Mammary glands are made of channels where milk travels called milk ducts and alveoli, a group of tissues that secrete milk.  Inside the alveoli are cells that produce milk called lactocytes.  On lactocytes are prolactin receptors that have the ability to signal the production of breast milk.  To make milk, the hormone prolactin must meet its receptors to get the party started.  When milk fills the alveoli, the shape of the walls change and blocks the receptors so the signal cannot be given to make more milk.

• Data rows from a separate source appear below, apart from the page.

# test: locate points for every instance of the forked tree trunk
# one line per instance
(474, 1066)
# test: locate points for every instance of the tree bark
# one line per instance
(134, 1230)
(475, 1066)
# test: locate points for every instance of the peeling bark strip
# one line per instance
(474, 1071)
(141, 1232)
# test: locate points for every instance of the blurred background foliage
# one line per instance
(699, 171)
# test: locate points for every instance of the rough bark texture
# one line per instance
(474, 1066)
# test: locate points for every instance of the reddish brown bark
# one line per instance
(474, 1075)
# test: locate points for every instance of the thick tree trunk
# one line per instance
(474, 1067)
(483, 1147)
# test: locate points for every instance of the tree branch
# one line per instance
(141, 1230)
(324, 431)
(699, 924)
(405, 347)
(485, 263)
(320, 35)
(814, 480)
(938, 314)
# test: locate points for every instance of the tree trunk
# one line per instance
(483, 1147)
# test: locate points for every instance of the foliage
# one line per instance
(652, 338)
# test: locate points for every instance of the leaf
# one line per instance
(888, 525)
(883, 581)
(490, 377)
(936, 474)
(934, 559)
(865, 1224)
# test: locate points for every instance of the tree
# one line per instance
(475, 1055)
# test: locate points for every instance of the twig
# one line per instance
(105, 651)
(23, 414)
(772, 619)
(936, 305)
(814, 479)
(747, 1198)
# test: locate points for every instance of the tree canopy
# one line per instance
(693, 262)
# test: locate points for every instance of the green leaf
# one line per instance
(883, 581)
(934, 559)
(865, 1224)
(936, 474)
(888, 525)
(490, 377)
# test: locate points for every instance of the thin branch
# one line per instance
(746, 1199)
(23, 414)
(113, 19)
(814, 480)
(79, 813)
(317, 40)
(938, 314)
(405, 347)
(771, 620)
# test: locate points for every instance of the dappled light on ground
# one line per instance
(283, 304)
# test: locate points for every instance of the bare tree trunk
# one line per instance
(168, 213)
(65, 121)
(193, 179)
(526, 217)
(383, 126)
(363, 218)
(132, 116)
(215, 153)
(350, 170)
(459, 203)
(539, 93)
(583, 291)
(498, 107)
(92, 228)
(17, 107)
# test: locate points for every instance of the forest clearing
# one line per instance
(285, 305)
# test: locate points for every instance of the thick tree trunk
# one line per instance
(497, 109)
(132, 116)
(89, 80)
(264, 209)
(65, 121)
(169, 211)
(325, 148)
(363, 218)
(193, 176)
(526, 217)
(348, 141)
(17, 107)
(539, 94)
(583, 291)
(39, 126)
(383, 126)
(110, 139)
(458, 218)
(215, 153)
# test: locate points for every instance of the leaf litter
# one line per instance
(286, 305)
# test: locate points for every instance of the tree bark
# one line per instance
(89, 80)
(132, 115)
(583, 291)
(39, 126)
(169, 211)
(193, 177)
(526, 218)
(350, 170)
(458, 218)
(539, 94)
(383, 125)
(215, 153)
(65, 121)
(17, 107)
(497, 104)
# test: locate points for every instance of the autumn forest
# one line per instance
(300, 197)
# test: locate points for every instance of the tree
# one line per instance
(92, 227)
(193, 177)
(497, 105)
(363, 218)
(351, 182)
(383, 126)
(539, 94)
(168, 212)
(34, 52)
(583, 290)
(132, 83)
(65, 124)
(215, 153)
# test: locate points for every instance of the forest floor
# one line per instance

More receptor sites mean more potential milk production.  Researchers believe frequent breastfeeding in the first few weeks after childbirth can increase prolactin receptors.

Additionally, breast milk contains Feedback Inhibitor of Lactation or FIL that helps maintain milk supply.  When the breast is full of milk and therefore FIL, breast milk production slows.  Conversely, when the breast is drained and FIL is not present, production is stimulated again.

Both prolactin receptors and FIL work on a supply-and-demand basis.  Therefore, if you feel your milk supply is low, breastfeeding more often to drain your breast will cause your body to automatically refill it.  Women are often mistaken about breast size and milk supply.  Women of any size breasts can produce adequate milk for their babies.  Moms with smaller breasts may drain them faster but they will regenerate milk as long as breastfeeding continues.  Women with larger breasts may be able to store more milk at one time.

Breastfeeding is an amazing biological and emotional experience.  Now that you know how breastfeeding works, use this knowledge to your advantage for successful breastfeeding.

Did you know…

  • Let-downs can occur when you think about your baby, when you hear your baby or another baby cry, or when it is a normal feeding time.
  • You have multiple let-downs during every feeding although you may not feel them at all.
  • One study indicated that babies only drink about 75% of their mother’s milk in a day.
  • Breast milk production can continue indefinitely if breasts continue to be stimulated.
  • Substances enter breast milk through the bloodstream as it flows past the mammary glands.